Coronavirus (TM)

You've probably heard the expression "Never let a good crisis go to waste" (or something similar) since the Coronavirus crisis started, right? It's actually usually mis-attributed or misquoted (usually to Churchill)...but that's not important right now.

Trademarks and The Virus

It seems that those of entrepreneurial spirit have taken the "good crisis" thing to heart. In the 120 days since January 22, 2020 (the date of the first reported case of Coronavirus) there have been: 

  • 572 trademark applications made which include the word "Corona"
  • 619 trademark applications made which include the word "Covid"
  • 398 trademark applications made which include the word "Virus" (for comparison purposes, in the same period last year, there was 27)
  • 26 trademark applications made which include the word "Crisis"
  • 71 trademark applications made which include the word "Survive(d)" 
  • 56 trademark applications made which include the word "Pandemic"
  • 54 trademark applications made which include the words "Front line"

Considering there's an overlap in many of them ("I survived the coronaviras pandemic") that breaks down to roughly 10 trademark applications per day that relate to Coronavirus.

Coronavirus Trademark Highlights

Some of my personal favourites include:

  • Heineken Virus (Get it? Lol)

  • Jesus Kills Virus (stop working on the vaccination lads!)

  • Corona Virus The Pandemic (Movie, coming soon)

  • Even Haters Hate Coronavirus (we're all in this together guys!)

  • Coronavirus: Made in China (Stay classy America!)

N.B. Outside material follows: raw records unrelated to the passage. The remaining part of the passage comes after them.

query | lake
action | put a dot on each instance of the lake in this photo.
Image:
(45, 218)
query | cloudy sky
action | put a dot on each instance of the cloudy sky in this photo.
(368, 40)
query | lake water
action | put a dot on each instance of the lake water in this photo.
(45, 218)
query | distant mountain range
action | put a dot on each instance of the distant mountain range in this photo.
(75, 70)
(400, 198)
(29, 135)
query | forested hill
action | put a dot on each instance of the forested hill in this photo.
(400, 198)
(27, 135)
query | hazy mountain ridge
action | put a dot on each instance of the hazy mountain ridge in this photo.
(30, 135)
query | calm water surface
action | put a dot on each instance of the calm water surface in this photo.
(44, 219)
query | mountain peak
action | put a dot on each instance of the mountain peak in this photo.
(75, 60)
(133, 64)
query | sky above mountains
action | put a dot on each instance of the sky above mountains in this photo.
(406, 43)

  • Coronavirus Party (someone has been at the powerpoint)

  • Sicker Than Coronavirus: This Guy (already ordered mine!)

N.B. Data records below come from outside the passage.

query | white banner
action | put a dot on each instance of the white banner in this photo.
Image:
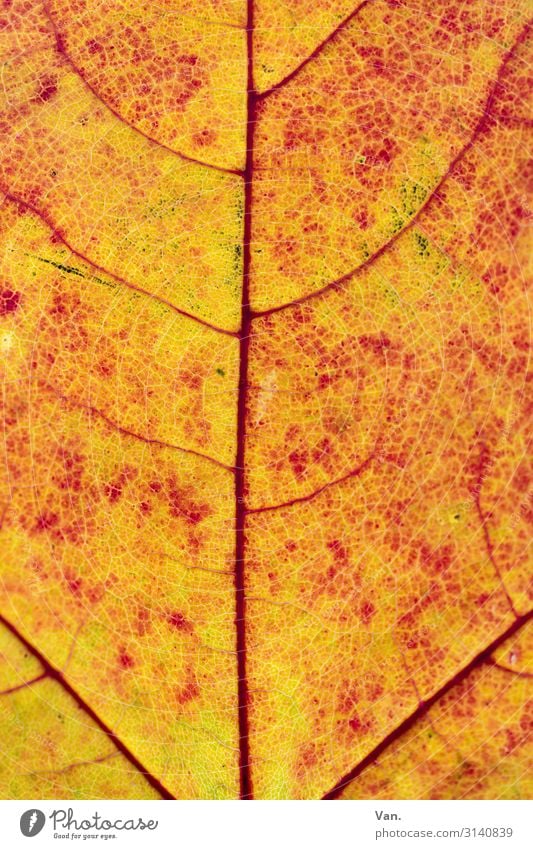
(267, 825)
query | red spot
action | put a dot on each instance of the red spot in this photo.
(125, 660)
(187, 693)
(74, 584)
(113, 491)
(183, 507)
(367, 611)
(178, 621)
(377, 344)
(9, 301)
(205, 137)
(46, 520)
(298, 461)
(94, 46)
(47, 89)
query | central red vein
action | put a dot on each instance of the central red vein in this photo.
(244, 346)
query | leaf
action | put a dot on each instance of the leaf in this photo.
(264, 346)
(471, 744)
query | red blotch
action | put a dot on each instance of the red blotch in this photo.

  • F**K Corona (Simple, and to the point!)

  • Coronababy (because, well, you know!)


The Problem With Coronavirus Trademark Applications

Nearly all of them will be rejected and were a complete waste of money.

Applying for "Coronavirus" as a trademark completely misunderstands what a trademark is, and what it's supposed to do. A trademark is supposed to act as a "badge of origin". You see something with the Nike "swoosh" on it, you know that item was manufactured and produced by Nike. 

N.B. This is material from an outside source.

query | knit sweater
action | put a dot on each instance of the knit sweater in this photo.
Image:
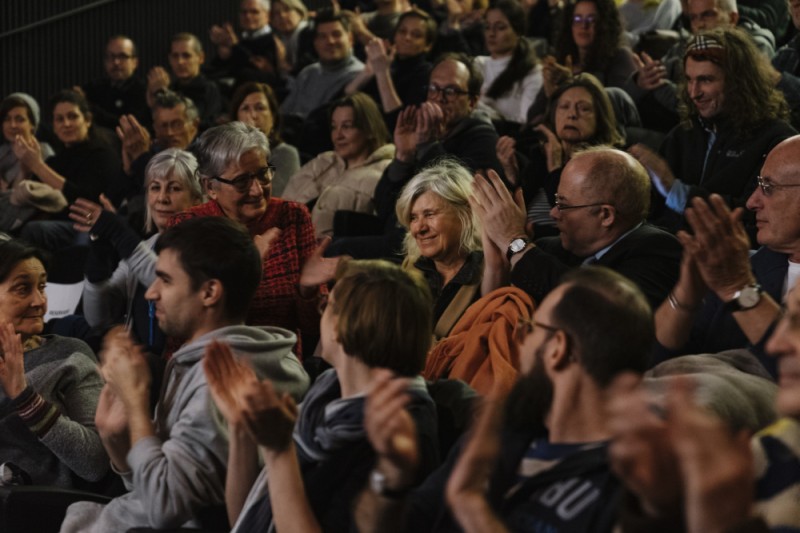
(49, 430)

Some descriptive terms can function as trademarks. Sometimes a phrase can acquire distinctiveness through use. But most of these trademark applications will not fulfill the conditions.

Here comes the science bit (and blatant plug for work)

Before you spend money applying for a trademark (especially if it's anything to do with Coronavirus) talk to a lawyer. They will probably be able to tell you not to. I won't even charge you. Don't. There, you are welcome.